By Caleb Wessel
Something that makes all gay hearts weep, or even straight hearts for that matter are people who feel compelled to lead you on in such a way that is just utterly confusing, hurtful, and downright rude. You can find yourself with someone who flirts just enough to make you believe that you may have a chance with them as a boyfriend, only to find out that they have a boyfriend or "are not into the dating scene" (Worst words to hear, especially if its right after a night of alcohol-induced promiscuity with someone you have liked for a long, long time). Though the utter worst case is actually something that I can speak from experience ... the one night stand, however mine was probably one of the worst cases of this known to mankind. The one night stand stemming from about a month of flirtation, promises, and lovey dovey notes is one that will really make your gay heart weep bitter tears of remorse, hatred, and confusion.
Cue sad music ... I'm going to go with "Fooled Me Again, Honest Eyes" by Lady GaGa considering this literally word for word (aside from switching girl to boy) on how much the dating community can fool, hurt, and depress any human.
I found a guy randomly on a site that we are going to call Plenty of Liars. We hit it off almost immediately and though at first I wasn't completely convinced he used beautiful strings of gorgeous words that I wanted ... needed to hear.

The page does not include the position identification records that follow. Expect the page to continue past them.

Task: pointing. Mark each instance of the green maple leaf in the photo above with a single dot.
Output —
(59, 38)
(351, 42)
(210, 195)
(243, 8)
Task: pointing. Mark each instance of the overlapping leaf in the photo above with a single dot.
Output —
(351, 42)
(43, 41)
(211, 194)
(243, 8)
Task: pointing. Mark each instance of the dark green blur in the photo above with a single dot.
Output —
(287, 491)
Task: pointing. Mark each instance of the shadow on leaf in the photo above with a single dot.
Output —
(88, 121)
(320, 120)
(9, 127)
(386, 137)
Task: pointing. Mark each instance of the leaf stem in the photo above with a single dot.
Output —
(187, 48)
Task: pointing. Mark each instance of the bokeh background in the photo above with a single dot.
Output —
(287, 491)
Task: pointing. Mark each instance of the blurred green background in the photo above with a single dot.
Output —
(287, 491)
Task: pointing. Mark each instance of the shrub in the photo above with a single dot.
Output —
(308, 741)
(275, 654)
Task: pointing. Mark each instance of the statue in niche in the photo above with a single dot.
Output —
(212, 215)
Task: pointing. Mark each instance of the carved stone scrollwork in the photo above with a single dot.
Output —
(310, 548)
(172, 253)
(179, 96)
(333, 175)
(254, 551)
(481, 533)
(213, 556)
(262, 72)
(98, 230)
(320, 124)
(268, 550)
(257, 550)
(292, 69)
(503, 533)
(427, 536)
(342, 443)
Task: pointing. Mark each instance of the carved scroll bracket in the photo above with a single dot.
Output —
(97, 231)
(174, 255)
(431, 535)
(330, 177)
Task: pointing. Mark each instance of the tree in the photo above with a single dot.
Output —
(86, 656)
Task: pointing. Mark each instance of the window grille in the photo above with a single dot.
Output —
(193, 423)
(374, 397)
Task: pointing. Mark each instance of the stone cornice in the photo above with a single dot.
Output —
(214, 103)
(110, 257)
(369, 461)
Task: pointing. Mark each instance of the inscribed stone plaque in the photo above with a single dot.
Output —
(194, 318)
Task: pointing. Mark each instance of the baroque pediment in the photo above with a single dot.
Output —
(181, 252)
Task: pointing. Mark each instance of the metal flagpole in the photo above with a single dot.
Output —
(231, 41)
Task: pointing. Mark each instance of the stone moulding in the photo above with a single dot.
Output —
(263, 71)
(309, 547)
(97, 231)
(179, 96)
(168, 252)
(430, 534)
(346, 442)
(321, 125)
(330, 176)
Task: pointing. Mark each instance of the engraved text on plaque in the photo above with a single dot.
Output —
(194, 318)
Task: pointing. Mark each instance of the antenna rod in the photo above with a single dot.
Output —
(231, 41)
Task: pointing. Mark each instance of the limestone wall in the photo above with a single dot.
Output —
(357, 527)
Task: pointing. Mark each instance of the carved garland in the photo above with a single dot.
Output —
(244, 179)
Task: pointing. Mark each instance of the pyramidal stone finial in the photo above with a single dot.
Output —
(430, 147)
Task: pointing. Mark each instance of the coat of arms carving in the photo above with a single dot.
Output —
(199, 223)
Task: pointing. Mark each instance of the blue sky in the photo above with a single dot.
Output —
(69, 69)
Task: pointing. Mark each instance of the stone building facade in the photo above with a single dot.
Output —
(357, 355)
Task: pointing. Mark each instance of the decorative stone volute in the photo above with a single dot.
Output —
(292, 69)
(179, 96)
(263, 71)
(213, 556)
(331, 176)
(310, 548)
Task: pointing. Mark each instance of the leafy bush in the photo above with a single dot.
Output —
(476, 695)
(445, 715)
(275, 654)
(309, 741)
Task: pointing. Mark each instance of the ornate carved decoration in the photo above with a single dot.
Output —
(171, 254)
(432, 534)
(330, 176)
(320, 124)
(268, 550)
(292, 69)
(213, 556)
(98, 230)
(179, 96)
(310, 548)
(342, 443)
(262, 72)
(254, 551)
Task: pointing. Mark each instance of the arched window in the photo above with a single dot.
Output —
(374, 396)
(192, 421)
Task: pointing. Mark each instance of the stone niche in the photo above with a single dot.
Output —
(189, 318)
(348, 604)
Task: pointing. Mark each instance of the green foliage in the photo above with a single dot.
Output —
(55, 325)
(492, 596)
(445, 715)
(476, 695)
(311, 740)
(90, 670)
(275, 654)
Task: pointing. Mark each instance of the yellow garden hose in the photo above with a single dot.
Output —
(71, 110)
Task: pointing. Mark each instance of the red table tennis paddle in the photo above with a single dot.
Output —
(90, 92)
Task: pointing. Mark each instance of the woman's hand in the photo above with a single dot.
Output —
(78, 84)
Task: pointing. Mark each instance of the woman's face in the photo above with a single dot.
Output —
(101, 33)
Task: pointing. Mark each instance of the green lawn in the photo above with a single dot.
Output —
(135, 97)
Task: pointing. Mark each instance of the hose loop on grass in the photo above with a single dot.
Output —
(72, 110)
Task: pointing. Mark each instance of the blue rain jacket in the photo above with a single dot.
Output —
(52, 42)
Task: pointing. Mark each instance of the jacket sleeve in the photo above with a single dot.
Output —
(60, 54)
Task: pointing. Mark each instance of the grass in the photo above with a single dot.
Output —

How stunning my personality is, how badly he wanted to be with me, all these dates he wanted to go on, everything he wanted to do with me, how beautiful, hot, and gorgeous I am (even after he asked for a picture without my makeup on). We spent every single day texting each other for hours, we spent time on the phone telling each other how much we loved each others voices, how amazing we felt speaking with each other.
Finally, we were able to plan a day to meet and oh how excited I was. I completely believed that we were going to end up dating, he was even clingy and jealous (A type that is very underrated). He was even upset when I kissed another guy when I wasn't 100% sure whether he was real or not, which had made me realize that I really did want him because of his reaction ... I started counting down the days, hours, minutes which were all spent talking to him.
When the day finally arrived I spent the whole day completely nervous and shaking, I couldn't get my mind off of him, and when I finally met him my heart soared. Not only did he look exactly like his pictures and was not some 40 year old but his personality soared even more in person.
We started making our way back to my house (He needed to take a shower because he had been modelling for a beauty school's student out here so he had traces of makeup on that he didn't want on him) and he said he was nervous, I asked why and he told me that he wasn't sure if I still liked him in person, which of course I did and I said that ...
On our way up my apartment stairs he grabbed me and started kissing me, I felt instant electricity and he almost knocked me right off my feet. Only twice in my life have I felt a kiss like that so full of passion and desire before that one. Little did I know how much he was fooling me ...
Once he showered we cuddled and kissed on my couch talking about everything life had to offer. We watched Family Guy and talked some more, made food and basically just had an amazing evening. I leaned in to kiss him again and suddenly he was on my lap, I'll leave what ended up happening to the imagination but suffice to say it was amazing.
The morning came around and things started happening again, I made breakfast and we ate and spoke some more. Once he had taken a shower and hopped out I decided to take one as well, he kissed me and said don't take too long, gorgeous.
Little did I know that was the last time I would see him because when I hopped out of the shower he was no where to be seen. Crushed, I searched my apartment wondering if he was maybe playing a joke on me, I went into the hallway, walked all the way to the front door in tears hoping that maybe, perhaps, just perhaps he was just playing a trick on me albeit a mean, cruel trick considering he knew what guys have done to me in the past.
Of course he was no where to be found, I went upstairs and just bawled my eyes out singing to GaGa's song "You fooled me again, fooled me again with your honest, honest, honest eyes. Again, fooled me again with your dirty mouth filled with honest lies."
This is not just a story, but a plea to the community in general. Stop being fucking sluts, if you want a one night stand tell the other person that is what this is, or at least don't tell them how much you want a relationship and lead them on like this.
My Gay Heart had never wept as much as I did that next day, never before have I been fooled to that point before, never have I been walked over like that before, treated like such utter filth and dirt. There is no excuse or reason to ever treat someone like that, no one deserves to be treated as such.